Inventory! thinks Grace, and her heart starts beating like soldiers on the march. Lord help her, all it’ll need is for somebody to check the books, and they’ll know. No matter that there’s more taken out; she’s no room for reason right now. All she can think of is a voice saying, ‘Mrs Wainwright, one’s missing,’ and she’s near ill with the thought.
Grace runs upstairs. When she’s in her room she takes her overcoat out of her cupboard. She counts the minutes until they’ll all be at the table. Then she goes back down, soft as velvet on the wooden stairs, coat over her arm so it doesn’t look like she’s going out.
Twenty minutes it’ll take her. Not even that if she walks fast. Hyde Park Corner, Belgrave Square, along a bit and into Elizabeth Street.
It’ll still be there, won’t it, it hasn’t been so long now. Well, it has to be there, just as Grace has to get it back before Mrs Wainwright’s inventory. Grace can’t count on it, can she, Mrs Wainwright, and Lady Masters and the lot of them, thinking that a guest last night filled his pocket with an old book like that.
If the bookseller recognises her, he hides it.
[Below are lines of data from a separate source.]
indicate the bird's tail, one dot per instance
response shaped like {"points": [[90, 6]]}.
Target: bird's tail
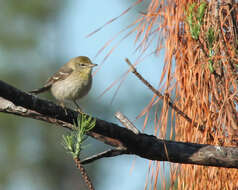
{"points": [[40, 90]]}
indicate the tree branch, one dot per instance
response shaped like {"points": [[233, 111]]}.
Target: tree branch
{"points": [[146, 146]]}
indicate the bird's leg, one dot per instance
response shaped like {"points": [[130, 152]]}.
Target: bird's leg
{"points": [[64, 107], [78, 107]]}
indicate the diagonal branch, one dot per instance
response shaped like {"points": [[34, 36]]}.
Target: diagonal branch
{"points": [[143, 145], [171, 104]]}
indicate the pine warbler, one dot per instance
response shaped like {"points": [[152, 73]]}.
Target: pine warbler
{"points": [[73, 80]]}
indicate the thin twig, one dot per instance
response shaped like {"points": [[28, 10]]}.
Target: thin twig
{"points": [[126, 122], [171, 104], [107, 153], [84, 174]]}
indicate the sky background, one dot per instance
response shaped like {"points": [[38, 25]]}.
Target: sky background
{"points": [[64, 37]]}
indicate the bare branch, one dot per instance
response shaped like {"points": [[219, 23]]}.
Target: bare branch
{"points": [[126, 122], [171, 104], [107, 153], [143, 145]]}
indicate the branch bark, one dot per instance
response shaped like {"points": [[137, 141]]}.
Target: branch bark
{"points": [[15, 101]]}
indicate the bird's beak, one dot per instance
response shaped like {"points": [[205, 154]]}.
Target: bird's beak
{"points": [[94, 65]]}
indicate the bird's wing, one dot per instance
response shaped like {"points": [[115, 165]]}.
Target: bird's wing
{"points": [[62, 74]]}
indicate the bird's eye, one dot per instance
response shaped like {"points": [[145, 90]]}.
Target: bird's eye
{"points": [[82, 64]]}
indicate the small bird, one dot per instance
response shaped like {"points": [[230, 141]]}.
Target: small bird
{"points": [[73, 80]]}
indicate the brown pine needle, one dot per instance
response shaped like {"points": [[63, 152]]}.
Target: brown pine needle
{"points": [[171, 104]]}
Lets her stand there and explain the book she’s looking for. Signed copy. Does he have one?
He hesitates, looks straight at her. Well, Grace looks straight back, doesn’t she. Then he walks over to a cabinet and takes a key out of his pocket. He brings back a book that looks the same as she can remember it, if she’s remembering quite right.
‘Careful now,’ he says, as she reaches out towards it.
She picks it up and opens the front pages and sees the signature. It’s the same
book, and relief floods into Grace. Thank the Lord she hadn’t yet sent any of that five pounds home.
Tucking it under her right arm, she reaches into her pocket with her left hand and brings out the five-pound note she’s been carrying with her. She puts it on the counter and turns to go.
‘Young lady,’ he says.
‘Yes,’ Grace replies over her shoulder.
‘I think you’ll find the door’s locked. Unless you have another twenty pounds to pay for that book.’
16
GOOD GOD, THE CLOCK ON BEA’S BEDSIDE TABLE SAYS noon. Bea thinks she can remember seeing it at six, seven, eight and nine this morning. But she must have slept better than that, for her mind is electric, not in the slightest tired, but it’s been like that since midnight.
In her head she can see a freshly dark-oak panelled and wallpapered drawing room. The sweet-smiling Mrs McKenna, who can be barely a couple of years older than Bea, is arranging her ornaments and photographs, picking up each one and admiring it before placing it. She moves on to the pale sofa, where she straightens a couple of cushions that have fallen out of place and as she walks to the door she turns and surveys the room. She nods to herself and smiles.
But the McKennas don’t live there yet. Forget about the drawing room, Bea, the place is half built, and not a soul in it. Still, there’s years of work put into it, of Mrs McKenna planning where the guests sleep, the children, how the main rooms should run into each other, but will not now. Oh, come on, put it out of your head, and think of what you are fighting for. And McKenna, last night he may have been a man as decent and kind as any other but this morning he’ll be signing a force-feeding warrant. And he’ll be ordering the release of one woman and the rearrest of another.
Bea, don’t funk it. Don’t even think of it. Just think of those bruised necks, of Emmeline and what they’re doing to her now. He is a monster, you just couldn’t see it last night. And, and, even if he isn’t, then something, something, has to change, and this is simply the only way to do it.